VINCENT: TWiV and Immune, so that’s where the…I forgot what the instructor’s name is. Do you remember, Brianne?

BRIANNE: Was it Pam Bjorkman?

VINCENT: Yeah Bjorkman yeah.

CINDY: Oh yes! Oh great. 

VINCENT: Yes.

CINDY: Yeah, she’s fantastic.

VINCENT: Yeah she’s having her students…and in fact they don’t, we don’t even have to answer them as long as they send them in.

STEPH: Well we’ll be sure to answer them. Yes. Do we feel like we answered Whitney’s question appropriately?

CINDY: I think so.

VINCENT: Yes.

STEPH: Okay.

CINDY: I think you did a great job. Anything that you wanted to add Vincent?

VINCENT: No, we’re good.

STEPH: Okay.

VINCENT: Maybe Brianne can take the next one.

STEPH: Yeah Brianne can take the next one.

BRIANNE: Okay. Matt writes:Hello, Brianne Barker recently noted there was a third type of immune system, which is distinct from the innate and adaptive immune systems.

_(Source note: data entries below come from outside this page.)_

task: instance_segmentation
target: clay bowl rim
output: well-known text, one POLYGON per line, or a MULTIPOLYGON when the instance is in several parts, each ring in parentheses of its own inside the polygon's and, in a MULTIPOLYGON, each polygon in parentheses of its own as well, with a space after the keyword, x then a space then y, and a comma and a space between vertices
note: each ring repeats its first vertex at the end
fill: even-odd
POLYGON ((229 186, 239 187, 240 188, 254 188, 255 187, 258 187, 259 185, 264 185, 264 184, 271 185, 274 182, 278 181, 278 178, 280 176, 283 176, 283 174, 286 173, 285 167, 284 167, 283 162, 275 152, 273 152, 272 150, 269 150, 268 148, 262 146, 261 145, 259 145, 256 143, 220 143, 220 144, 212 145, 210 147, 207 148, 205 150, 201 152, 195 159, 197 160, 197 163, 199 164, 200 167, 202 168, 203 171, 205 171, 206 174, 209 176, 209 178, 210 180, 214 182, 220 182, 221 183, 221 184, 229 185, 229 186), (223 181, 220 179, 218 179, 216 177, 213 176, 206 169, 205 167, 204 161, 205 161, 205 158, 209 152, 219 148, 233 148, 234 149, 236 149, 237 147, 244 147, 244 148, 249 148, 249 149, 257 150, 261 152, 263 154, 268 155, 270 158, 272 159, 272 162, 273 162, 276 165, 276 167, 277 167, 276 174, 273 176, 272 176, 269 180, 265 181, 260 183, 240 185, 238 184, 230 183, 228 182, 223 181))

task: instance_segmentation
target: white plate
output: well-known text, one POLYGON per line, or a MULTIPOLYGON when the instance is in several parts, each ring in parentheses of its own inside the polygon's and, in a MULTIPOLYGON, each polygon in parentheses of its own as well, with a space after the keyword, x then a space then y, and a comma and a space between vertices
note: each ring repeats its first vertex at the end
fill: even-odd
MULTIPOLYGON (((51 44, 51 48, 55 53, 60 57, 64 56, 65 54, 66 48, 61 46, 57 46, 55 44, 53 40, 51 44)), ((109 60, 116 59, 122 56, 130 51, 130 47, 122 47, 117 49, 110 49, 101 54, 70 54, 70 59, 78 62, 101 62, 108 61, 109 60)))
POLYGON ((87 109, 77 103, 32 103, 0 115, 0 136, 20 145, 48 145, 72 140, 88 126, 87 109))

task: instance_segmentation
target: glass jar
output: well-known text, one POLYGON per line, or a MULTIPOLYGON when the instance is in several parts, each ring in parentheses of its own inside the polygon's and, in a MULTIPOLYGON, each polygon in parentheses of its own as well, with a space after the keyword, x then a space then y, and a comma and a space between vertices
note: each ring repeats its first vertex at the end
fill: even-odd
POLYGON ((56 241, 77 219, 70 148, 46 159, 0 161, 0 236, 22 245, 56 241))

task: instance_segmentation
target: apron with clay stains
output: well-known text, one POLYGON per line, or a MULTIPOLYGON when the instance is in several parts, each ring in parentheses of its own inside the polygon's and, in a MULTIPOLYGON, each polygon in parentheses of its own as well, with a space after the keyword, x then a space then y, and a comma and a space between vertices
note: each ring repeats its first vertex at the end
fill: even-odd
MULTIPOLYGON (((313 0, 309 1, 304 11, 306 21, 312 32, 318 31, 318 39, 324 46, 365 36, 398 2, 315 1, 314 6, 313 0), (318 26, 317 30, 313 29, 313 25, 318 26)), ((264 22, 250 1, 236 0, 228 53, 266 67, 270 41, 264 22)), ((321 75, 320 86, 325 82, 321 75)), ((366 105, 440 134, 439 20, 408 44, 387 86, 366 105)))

I recall it had something to do with memory cells. I would love to hear you discuss this on a future episode of This Week in Immunology. Keep up the great work! Matt. So, I think that this is a reference to a comment I made on TWiV about trained immunity. Which is not actually distinct from innate and adaptive immune systems, I wish I could take credit for coming up with a third type of immune system, that would be pretty great. 

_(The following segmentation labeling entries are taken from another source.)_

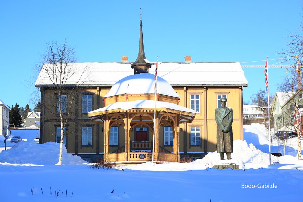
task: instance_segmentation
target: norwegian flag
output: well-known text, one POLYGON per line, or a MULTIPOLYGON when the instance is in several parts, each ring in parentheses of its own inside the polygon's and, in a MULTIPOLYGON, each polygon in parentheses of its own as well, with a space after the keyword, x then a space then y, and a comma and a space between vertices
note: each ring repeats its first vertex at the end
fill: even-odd
POLYGON ((157 94, 157 68, 158 67, 158 58, 157 59, 157 62, 156 63, 156 71, 155 72, 155 96, 156 96, 157 94))
POLYGON ((265 93, 267 91, 267 89, 268 88, 268 75, 267 74, 267 71, 268 70, 267 69, 267 61, 266 61, 266 64, 265 64, 265 69, 264 69, 264 73, 265 73, 265 85, 266 86, 266 89, 265 90, 265 93))

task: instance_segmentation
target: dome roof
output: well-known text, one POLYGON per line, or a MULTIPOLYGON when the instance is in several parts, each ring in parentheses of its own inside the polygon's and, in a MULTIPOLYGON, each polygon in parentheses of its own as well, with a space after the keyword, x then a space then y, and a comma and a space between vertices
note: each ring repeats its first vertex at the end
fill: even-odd
MULTIPOLYGON (((180 98, 171 86, 159 76, 157 77, 157 94, 180 98)), ((141 73, 127 76, 118 81, 104 98, 125 94, 154 94, 155 75, 141 73)))

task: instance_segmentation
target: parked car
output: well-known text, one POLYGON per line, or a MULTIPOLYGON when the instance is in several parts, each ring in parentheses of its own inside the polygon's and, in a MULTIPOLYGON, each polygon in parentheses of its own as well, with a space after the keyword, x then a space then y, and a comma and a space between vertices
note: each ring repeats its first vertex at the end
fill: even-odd
POLYGON ((20 136, 15 136, 11 139, 11 142, 18 142, 22 140, 22 138, 20 136))
MULTIPOLYGON (((298 138, 298 135, 296 134, 295 135, 291 135, 288 137, 287 137, 286 139, 290 139, 291 138, 294 138, 294 137, 298 138)), ((302 137, 302 136, 301 136, 301 137, 300 137, 300 139, 301 139, 301 140, 303 139, 303 137, 302 137)))
POLYGON ((284 135, 285 135, 285 138, 287 138, 292 135, 297 135, 297 133, 293 131, 278 131, 275 135, 281 140, 283 140, 284 138, 284 135))

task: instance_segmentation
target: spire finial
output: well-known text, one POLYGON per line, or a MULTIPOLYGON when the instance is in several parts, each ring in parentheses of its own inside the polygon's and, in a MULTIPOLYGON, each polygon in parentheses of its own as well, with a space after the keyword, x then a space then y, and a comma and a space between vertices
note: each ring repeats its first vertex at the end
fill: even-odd
POLYGON ((143 31, 142 31, 142 12, 140 8, 140 37, 139 40, 139 53, 136 61, 132 64, 132 68, 134 69, 134 74, 148 73, 148 68, 152 67, 152 64, 146 59, 144 53, 143 43, 143 31))
POLYGON ((141 9, 142 8, 140 7, 140 25, 142 25, 142 13, 141 12, 141 9))

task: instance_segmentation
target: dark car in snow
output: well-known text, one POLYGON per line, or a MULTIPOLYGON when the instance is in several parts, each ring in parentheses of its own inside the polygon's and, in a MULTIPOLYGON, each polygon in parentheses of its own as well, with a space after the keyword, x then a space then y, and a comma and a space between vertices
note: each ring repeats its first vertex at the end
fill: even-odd
POLYGON ((15 136, 11 139, 11 142, 18 142, 22 140, 22 139, 20 136, 15 136))
POLYGON ((293 131, 278 131, 275 134, 279 137, 281 139, 283 140, 284 138, 287 138, 291 136, 297 135, 297 133, 293 131))

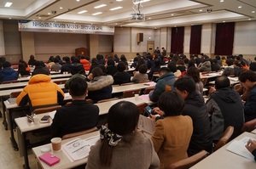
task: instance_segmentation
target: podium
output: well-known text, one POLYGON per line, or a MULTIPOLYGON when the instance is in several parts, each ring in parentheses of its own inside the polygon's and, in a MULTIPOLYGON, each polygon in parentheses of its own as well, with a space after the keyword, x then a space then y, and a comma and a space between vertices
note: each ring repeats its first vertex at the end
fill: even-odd
POLYGON ((75 55, 84 55, 87 56, 87 48, 79 48, 75 49, 75 55))

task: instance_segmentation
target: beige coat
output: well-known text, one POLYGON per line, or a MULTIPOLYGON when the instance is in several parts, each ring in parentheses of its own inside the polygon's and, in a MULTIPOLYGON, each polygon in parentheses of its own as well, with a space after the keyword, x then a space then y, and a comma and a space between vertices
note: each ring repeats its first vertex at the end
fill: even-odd
POLYGON ((109 167, 100 166, 99 140, 90 148, 86 169, 159 169, 160 161, 153 143, 142 132, 135 132, 123 137, 116 147, 113 147, 113 158, 109 167))
POLYGON ((161 169, 188 158, 187 149, 192 132, 192 119, 188 115, 168 116, 157 121, 152 141, 161 169))

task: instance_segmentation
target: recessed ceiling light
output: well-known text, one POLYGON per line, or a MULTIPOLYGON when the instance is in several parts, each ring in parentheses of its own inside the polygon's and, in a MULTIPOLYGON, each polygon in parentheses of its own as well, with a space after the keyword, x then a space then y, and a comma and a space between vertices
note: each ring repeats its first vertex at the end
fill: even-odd
POLYGON ((119 8, 123 8, 123 7, 116 7, 116 8, 110 8, 109 10, 117 10, 117 9, 119 9, 119 8))
POLYGON ((80 12, 78 12, 78 14, 84 14, 84 13, 86 13, 86 12, 87 12, 87 10, 82 10, 80 12))
POLYGON ((98 15, 98 14, 102 14, 102 12, 98 12, 98 13, 94 13, 94 14, 92 14, 91 15, 98 15))
POLYGON ((94 8, 100 8, 106 7, 106 6, 107 6, 106 4, 101 4, 101 5, 94 7, 94 8))
POLYGON ((134 4, 138 4, 138 3, 146 3, 146 2, 148 2, 150 0, 141 0, 141 1, 137 1, 136 3, 134 3, 134 4))
POLYGON ((4 5, 4 7, 10 7, 12 4, 13 4, 13 3, 7 2, 4 5))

STEPH: Don’t forget about us when you win the Nobel Prize for your…

BRIANNE: I definitely won’t I definitely won’t. So I think this is when I was discussing trained immunity, which is this kind of new area of study that people are looking at, which is kind of an innate memory response.

STEPH: Yeah.

BRIANNE: So it’s not really distinct from the innate and adaptive system. It is part of the innate immune system. It involves innate immune cells, but they are acting in a way that we normally associate with the adaptive immune system in that they are acting differently upon later exposure or after exposure to pathogens. So a newer area of immunology, something that I’ve been reading up on a bit since most of it was really understood after I left graduate school, making me feel old. But…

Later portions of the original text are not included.